Paula Deen has caused quite a controversy. Americans are outraged that a little, round 66-year-old woman from the South would utter a racist word. Really?
You should have been in the shoes of those who campaigned for both the president and Hillary Clinton. The amount of racism, genderism and every other kind of “ism” was beyond belief.
I don’t watch Paula Deen on TV. I never have, nor will I. I just don’t get into anything more mundane than “Diners, Drive-ins, and Dives.” Now, if that show’s host, Guy Fieri, had uttered the word, I would have truly been outraged. Why? Because it would have been a surprise.
Deen almost promised to be a gentrified version of the old South with all its baggage in everything she said, she produced and she wrote.

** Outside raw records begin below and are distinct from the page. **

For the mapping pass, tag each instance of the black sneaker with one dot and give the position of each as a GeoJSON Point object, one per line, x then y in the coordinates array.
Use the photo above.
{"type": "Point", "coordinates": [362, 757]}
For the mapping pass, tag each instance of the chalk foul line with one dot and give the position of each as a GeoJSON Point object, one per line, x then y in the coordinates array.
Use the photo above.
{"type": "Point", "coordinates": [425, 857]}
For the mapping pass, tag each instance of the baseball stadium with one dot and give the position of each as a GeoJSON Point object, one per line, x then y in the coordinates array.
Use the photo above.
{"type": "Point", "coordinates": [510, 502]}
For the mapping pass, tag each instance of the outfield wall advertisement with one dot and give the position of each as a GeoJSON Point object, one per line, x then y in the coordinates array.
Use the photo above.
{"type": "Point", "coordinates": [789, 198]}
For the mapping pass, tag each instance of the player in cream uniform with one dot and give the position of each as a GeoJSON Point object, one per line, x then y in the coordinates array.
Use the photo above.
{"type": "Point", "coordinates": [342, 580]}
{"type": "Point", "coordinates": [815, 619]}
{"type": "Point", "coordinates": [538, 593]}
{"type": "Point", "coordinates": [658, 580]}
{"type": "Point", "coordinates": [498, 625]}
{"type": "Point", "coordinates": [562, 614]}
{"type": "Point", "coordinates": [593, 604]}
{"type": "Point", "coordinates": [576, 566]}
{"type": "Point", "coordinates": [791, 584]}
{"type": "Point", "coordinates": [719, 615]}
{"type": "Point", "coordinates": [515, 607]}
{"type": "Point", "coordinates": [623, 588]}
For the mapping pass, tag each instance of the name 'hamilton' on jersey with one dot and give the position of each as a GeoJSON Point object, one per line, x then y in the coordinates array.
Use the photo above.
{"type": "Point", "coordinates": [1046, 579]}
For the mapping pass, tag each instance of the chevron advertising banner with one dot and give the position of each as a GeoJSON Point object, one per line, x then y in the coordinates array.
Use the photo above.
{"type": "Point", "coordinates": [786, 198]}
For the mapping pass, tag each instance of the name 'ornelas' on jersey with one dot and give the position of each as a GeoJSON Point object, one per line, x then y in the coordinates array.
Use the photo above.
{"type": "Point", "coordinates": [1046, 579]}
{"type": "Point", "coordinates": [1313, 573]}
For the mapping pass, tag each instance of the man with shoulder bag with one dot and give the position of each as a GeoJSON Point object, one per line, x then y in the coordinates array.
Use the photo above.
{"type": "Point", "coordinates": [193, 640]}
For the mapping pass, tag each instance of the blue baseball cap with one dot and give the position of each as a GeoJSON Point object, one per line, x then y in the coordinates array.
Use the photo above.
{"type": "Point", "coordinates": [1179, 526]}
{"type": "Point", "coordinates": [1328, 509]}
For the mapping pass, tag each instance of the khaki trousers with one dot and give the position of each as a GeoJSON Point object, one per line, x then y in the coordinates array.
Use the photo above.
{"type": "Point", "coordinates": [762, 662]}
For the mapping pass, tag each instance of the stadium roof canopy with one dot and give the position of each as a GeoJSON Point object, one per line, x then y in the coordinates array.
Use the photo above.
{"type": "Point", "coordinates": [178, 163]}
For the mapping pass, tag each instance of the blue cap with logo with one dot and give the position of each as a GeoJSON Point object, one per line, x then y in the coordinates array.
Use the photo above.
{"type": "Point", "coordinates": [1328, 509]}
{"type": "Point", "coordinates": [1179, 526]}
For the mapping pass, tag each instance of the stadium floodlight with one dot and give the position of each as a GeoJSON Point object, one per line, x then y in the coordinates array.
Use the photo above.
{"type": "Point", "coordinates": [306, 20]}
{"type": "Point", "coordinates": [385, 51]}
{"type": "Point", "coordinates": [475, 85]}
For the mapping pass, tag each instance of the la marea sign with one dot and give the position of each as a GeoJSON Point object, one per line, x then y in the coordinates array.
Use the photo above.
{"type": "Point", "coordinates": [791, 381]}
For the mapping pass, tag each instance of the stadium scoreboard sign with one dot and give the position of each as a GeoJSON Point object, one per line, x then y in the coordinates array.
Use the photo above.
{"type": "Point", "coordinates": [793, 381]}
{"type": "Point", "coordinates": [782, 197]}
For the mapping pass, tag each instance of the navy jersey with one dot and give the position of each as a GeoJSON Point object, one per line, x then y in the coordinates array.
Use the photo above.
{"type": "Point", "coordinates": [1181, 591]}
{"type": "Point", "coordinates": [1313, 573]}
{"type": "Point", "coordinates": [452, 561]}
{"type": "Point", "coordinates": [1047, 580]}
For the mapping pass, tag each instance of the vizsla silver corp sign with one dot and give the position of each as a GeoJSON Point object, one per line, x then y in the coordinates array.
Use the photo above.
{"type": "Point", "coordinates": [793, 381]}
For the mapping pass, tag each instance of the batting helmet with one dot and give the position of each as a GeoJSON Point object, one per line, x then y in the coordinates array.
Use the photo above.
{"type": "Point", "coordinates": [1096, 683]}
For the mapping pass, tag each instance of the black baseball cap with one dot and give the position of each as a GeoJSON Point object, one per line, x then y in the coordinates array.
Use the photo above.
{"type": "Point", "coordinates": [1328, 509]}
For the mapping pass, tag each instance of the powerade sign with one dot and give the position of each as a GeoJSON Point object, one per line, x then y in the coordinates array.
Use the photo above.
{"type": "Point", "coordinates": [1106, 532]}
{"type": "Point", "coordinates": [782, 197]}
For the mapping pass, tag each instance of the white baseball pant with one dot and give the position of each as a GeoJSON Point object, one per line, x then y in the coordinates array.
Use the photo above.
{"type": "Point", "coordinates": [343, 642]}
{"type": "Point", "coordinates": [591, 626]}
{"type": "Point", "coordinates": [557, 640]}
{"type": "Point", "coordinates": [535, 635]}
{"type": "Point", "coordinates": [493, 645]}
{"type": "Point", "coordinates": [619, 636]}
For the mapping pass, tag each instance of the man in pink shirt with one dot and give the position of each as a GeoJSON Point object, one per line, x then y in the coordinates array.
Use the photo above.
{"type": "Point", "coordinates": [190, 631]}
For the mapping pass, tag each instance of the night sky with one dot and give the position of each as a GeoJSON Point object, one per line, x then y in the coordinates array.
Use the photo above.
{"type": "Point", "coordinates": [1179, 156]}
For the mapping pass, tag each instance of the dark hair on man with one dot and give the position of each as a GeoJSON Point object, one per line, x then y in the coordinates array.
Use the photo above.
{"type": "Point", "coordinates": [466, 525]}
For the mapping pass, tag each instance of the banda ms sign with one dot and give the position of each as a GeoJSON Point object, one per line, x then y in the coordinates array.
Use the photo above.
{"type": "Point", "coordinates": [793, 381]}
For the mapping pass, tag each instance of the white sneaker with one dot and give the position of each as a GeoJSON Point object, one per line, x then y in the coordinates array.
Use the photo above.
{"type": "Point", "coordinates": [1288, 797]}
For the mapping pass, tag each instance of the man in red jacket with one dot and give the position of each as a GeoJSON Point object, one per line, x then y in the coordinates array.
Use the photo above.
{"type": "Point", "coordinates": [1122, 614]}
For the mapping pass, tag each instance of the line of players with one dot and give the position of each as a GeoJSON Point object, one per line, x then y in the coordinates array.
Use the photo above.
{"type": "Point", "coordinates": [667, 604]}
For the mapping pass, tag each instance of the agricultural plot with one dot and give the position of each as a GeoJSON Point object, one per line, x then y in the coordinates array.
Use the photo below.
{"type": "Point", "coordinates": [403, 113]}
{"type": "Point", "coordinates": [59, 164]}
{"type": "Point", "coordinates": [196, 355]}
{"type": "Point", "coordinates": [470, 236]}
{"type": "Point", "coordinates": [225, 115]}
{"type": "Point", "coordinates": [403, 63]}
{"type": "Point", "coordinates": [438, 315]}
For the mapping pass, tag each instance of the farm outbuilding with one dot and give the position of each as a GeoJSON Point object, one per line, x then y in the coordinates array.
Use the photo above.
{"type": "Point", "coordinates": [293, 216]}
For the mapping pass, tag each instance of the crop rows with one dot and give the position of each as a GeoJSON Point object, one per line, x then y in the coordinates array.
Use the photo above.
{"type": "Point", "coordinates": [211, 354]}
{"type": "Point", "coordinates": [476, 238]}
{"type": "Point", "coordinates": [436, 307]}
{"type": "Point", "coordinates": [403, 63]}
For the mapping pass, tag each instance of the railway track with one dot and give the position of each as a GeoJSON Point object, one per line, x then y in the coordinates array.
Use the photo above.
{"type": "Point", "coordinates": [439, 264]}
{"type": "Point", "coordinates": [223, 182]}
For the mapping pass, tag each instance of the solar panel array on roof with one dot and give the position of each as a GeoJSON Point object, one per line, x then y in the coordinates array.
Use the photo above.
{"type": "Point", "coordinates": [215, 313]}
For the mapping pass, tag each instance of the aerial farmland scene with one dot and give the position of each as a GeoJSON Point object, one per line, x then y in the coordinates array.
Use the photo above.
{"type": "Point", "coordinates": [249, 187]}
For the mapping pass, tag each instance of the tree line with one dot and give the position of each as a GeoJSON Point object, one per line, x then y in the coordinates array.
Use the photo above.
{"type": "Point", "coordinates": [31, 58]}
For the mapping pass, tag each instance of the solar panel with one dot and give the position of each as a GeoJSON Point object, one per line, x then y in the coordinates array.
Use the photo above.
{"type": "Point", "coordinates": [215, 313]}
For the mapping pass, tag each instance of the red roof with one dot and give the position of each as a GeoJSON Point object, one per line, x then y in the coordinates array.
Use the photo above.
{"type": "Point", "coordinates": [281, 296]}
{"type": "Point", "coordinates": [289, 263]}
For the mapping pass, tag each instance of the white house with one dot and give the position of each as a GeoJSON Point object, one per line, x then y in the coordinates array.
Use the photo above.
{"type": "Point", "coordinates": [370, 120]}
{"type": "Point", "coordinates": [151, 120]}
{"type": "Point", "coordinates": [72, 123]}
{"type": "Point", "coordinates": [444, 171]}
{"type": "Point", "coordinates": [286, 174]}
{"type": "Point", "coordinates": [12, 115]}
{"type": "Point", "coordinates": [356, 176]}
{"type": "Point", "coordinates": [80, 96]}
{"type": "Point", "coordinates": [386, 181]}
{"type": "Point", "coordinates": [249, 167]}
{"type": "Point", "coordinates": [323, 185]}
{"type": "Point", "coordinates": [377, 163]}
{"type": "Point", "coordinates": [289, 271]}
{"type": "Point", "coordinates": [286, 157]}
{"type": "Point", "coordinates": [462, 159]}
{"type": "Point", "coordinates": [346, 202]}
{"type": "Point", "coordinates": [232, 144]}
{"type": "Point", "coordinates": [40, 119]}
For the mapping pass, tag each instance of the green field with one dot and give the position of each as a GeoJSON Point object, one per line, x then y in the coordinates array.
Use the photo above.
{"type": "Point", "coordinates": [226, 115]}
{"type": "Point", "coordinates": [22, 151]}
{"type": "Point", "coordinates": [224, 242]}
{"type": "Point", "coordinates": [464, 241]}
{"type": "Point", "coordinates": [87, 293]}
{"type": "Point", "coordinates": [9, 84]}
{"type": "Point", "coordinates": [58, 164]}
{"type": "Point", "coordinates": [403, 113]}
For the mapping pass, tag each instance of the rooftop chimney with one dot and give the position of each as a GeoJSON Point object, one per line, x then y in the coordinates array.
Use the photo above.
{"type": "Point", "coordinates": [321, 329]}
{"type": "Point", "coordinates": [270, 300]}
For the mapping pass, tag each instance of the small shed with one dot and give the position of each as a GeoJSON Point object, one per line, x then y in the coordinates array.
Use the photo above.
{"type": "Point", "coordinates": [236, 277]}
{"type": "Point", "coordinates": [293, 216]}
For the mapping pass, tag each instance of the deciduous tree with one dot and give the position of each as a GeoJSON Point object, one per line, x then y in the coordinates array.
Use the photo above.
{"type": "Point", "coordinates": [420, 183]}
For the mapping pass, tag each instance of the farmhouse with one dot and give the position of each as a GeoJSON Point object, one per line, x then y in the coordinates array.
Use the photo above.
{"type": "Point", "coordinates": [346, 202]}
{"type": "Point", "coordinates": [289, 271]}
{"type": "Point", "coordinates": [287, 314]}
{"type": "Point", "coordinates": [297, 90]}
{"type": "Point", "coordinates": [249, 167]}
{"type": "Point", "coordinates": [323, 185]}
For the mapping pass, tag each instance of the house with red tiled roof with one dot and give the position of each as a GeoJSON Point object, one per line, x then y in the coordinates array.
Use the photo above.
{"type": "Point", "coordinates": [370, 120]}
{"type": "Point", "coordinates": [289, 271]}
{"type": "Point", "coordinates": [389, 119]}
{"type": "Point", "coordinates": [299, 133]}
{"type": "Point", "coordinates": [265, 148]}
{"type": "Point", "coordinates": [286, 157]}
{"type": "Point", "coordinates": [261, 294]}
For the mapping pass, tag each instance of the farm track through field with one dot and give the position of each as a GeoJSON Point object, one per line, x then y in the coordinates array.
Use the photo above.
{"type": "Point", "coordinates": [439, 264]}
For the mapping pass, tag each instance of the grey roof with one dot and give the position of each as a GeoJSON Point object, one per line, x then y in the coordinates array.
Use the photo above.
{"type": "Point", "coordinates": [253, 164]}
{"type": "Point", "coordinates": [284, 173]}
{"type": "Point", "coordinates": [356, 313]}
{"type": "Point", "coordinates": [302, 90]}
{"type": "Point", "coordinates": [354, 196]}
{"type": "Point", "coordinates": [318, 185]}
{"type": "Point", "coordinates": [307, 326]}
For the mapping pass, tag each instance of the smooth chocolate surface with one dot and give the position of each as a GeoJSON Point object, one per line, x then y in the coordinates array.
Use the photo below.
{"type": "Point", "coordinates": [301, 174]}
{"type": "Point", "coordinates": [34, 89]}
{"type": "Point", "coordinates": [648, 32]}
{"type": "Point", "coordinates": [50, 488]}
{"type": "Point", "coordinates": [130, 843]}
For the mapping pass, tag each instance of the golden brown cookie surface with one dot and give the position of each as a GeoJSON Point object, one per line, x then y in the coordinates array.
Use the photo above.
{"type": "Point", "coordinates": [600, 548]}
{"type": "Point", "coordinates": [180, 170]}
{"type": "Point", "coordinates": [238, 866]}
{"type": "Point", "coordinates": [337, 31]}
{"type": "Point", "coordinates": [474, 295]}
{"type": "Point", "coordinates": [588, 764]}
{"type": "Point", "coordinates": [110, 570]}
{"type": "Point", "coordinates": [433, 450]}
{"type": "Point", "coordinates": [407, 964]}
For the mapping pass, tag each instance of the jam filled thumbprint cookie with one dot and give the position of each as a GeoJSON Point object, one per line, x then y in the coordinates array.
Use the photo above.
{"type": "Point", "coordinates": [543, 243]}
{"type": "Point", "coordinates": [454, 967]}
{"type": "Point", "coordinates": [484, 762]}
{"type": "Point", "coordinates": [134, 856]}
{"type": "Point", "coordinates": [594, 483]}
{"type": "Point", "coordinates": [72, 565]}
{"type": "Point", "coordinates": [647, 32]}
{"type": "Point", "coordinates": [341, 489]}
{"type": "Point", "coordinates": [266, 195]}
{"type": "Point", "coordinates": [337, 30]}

I found the media appropriately outraged. But where was their outrage during campaign season when often the words were: “I’ll vote for that b*** before I’ll vote for that n***** (I used the stars because both words are equally profane to me).
The refrain from many was hard to hear because this is my home and I did not expect to hear it. To say I was shocked was an understatement; to say I was hurt would be describing it lightly. Many nights after numerous calls, I just went home feeling depleted.
Race is a sensitive subject — one too often not discussed because we fear being misunderstood. After all, look what is happening to a multimillionaire who was speaking privately.
I don’t like what she said, I don’t like the fact that she felt free enough to say it, but in this country speech is free. Therein lies the dilemma. If Deen is not forgiven, we have not done our Christian duty. If she is, we have one more time ignored institutional bigotry and given it free reign. What is a country to do?